This coming Monday, November 11, is Veterans Day, and area residents will have some options for helping to commemmorate the day the honors America’s war dead.

Since Monday is a non-school day, the students of the Odessa School District will give a Veterans Day presentation this Friday at 11 a.m. in the school multipurpose room. All veterans and community members are invited to attend.

On November 11 itself, the members of VFW Post and American Legion Post and their associated auxiliary members will provide a turkey dinner at the Old Town Hall beginning promptly at 6 p.m. Bob Kissler will be the moderator for the evening and Pastor Tim Hauge of Christ Lutheran Church will give the keynote address.

The entire community is invited and requested to bring either a side dish, salad or dessert to complement the turkey, stuffing, mashed potatoes and gravy provided by the veterans organizations.

According to Wikipedia, U.S. President Woodrow Wilson first proclaimed Armistice Day for November 11, 1919. In proclaiming the holiday he said, “To us in America, the reflections of Armistice Day will be filled with solemn pride in the heroism of those who died in the country’s service and with gratitude for the victory, both because of the thing from which it has freed us and because of the opportunity it has given America to show her sympathy with peace and justice in the councils of the nations.”

The Congress passed a resolution seven years later requesting that President Calvin Coolidge issue another proclamation to observe November 11 with appropriate ceremonies. In 1938, Congress made November 11 of each year a legal holiday called Armistice Day.”

In 1945, World War II veteran Raymond Weeks Alabama proposed the idea of expanding Armistice Day to celebrate all veterans, not just those killed in World War I. General Dwight Eisenhower supported the idea of a National Veterans Day, and Weeks led the first national celebration in 1947 and continued until his death in 1985. He was honored by President Reagan with the Presidential Citizenship Medal in 1982.

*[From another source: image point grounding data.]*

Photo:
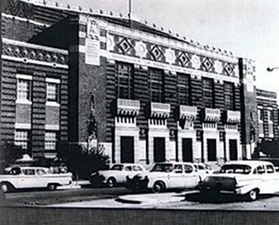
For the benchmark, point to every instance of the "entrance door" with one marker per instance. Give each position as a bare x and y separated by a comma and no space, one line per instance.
233,149
159,150
211,149
187,150
127,150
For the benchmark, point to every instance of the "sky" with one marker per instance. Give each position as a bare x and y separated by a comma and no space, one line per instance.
248,28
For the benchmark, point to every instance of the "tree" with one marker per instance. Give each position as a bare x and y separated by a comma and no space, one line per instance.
8,154
81,161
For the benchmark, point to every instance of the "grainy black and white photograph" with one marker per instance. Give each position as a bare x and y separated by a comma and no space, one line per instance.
130,112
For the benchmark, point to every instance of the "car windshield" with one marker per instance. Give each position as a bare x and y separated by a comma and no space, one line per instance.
117,167
241,169
162,168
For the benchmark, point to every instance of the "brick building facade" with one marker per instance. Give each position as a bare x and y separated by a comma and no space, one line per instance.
267,115
155,96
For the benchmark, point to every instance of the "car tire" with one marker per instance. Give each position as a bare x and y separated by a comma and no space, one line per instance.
6,187
111,182
51,187
252,195
159,187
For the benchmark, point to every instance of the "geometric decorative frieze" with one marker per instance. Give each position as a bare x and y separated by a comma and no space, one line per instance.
207,64
232,117
211,115
124,45
188,113
195,60
156,53
184,59
33,52
229,69
159,110
127,107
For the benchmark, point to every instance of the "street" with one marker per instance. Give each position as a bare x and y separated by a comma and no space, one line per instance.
99,206
120,197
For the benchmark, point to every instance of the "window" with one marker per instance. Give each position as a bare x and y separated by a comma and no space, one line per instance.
23,90
229,95
22,138
53,92
184,89
270,123
125,81
156,85
50,141
207,87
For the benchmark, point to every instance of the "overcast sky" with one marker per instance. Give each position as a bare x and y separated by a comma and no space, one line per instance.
248,28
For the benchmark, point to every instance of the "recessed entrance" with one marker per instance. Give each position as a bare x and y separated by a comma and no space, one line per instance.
211,149
127,150
233,149
159,150
187,150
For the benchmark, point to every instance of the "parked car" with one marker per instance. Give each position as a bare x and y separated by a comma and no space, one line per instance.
165,176
116,175
243,178
32,177
203,169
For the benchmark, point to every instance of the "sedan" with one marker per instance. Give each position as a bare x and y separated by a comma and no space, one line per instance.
116,175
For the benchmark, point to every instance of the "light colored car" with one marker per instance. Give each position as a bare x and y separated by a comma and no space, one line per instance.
116,175
245,178
166,175
32,177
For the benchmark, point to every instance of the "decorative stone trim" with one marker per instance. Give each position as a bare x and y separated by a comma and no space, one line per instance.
232,117
211,115
127,107
188,113
159,110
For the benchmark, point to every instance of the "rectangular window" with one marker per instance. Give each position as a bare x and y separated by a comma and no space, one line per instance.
270,123
229,95
23,90
53,92
184,97
125,81
208,93
22,138
156,85
50,141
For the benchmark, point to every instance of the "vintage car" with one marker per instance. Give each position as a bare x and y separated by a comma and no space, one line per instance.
32,177
244,178
166,175
116,175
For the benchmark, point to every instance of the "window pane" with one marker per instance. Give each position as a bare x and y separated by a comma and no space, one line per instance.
156,85
208,99
125,85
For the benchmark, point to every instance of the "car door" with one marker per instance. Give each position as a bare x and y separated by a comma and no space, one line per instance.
176,178
42,178
29,179
191,176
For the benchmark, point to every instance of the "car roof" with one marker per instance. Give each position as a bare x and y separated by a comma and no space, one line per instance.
252,163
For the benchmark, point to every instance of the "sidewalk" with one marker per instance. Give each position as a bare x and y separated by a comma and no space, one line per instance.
152,198
75,184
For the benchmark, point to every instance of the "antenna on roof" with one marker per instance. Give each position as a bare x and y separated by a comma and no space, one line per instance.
130,11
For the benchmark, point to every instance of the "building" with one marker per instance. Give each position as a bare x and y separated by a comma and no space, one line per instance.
267,115
156,96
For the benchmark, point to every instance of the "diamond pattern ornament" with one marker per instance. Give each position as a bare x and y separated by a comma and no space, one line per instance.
218,67
156,53
207,65
124,45
195,60
183,59
229,69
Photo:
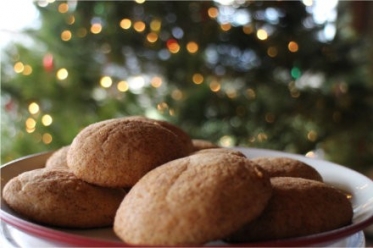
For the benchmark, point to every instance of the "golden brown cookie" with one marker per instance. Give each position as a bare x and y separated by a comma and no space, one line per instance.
192,200
298,207
287,167
200,144
118,152
59,198
58,159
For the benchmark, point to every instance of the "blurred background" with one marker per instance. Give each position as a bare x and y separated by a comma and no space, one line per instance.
295,76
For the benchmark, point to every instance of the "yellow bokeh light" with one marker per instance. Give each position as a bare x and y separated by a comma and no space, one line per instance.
27,70
152,37
66,35
293,46
122,86
30,123
63,8
272,51
155,25
213,12
47,138
215,86
106,82
192,47
125,23
156,82
262,34
225,26
62,74
96,28
19,67
139,26
197,78
33,108
46,120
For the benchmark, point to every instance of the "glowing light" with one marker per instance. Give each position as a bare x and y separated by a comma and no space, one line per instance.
155,25
213,12
215,86
63,8
225,26
272,51
106,82
152,37
46,120
96,28
122,86
293,46
156,82
62,74
192,47
18,67
33,108
247,29
173,46
47,138
125,23
177,95
66,35
262,34
139,26
30,123
312,135
197,78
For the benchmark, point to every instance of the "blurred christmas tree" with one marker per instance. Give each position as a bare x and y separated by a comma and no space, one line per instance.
276,75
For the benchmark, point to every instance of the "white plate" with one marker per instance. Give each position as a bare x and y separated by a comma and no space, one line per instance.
360,187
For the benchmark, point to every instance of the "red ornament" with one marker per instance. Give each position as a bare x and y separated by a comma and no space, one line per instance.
48,63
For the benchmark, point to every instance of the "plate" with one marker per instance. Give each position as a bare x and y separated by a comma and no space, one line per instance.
358,185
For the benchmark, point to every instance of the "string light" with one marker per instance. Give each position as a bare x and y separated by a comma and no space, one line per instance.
106,82
46,120
262,34
125,23
66,35
62,74
197,78
33,108
192,47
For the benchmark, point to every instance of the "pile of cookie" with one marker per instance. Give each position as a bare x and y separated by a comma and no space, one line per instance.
154,185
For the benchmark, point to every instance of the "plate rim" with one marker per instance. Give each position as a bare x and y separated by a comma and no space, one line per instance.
56,235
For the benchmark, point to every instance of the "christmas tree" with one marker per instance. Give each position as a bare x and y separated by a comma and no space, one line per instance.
268,74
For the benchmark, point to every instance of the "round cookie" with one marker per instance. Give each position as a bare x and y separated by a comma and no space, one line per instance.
287,167
200,144
59,198
118,152
192,200
298,207
58,159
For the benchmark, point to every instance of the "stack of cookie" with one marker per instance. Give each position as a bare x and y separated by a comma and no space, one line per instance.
156,186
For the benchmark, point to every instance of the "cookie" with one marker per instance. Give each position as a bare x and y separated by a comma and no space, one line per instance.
58,159
298,207
118,152
192,200
59,198
287,167
200,144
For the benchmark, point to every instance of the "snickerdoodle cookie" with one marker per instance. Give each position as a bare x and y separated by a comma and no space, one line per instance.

U.S. Representative Ed Rees of Emporia, Kansas, presented a bill establishing the holiday through Congress, and President Dwight Eisenhower signed it into law May 26, 1954. Congress amended the act in 1954 to replace “Armistice” with “Veterans.”

In 1971, the Uniform Monday Holiday Act, moved Veterans Day to the fourth Monday of October, but in 1978 it was moved back to November 11. The legal holiday remains on November 11, but if the date happens to be a Saturday or Sunday, organizations that observe the holiday normally close on the Friday before or the Monday after.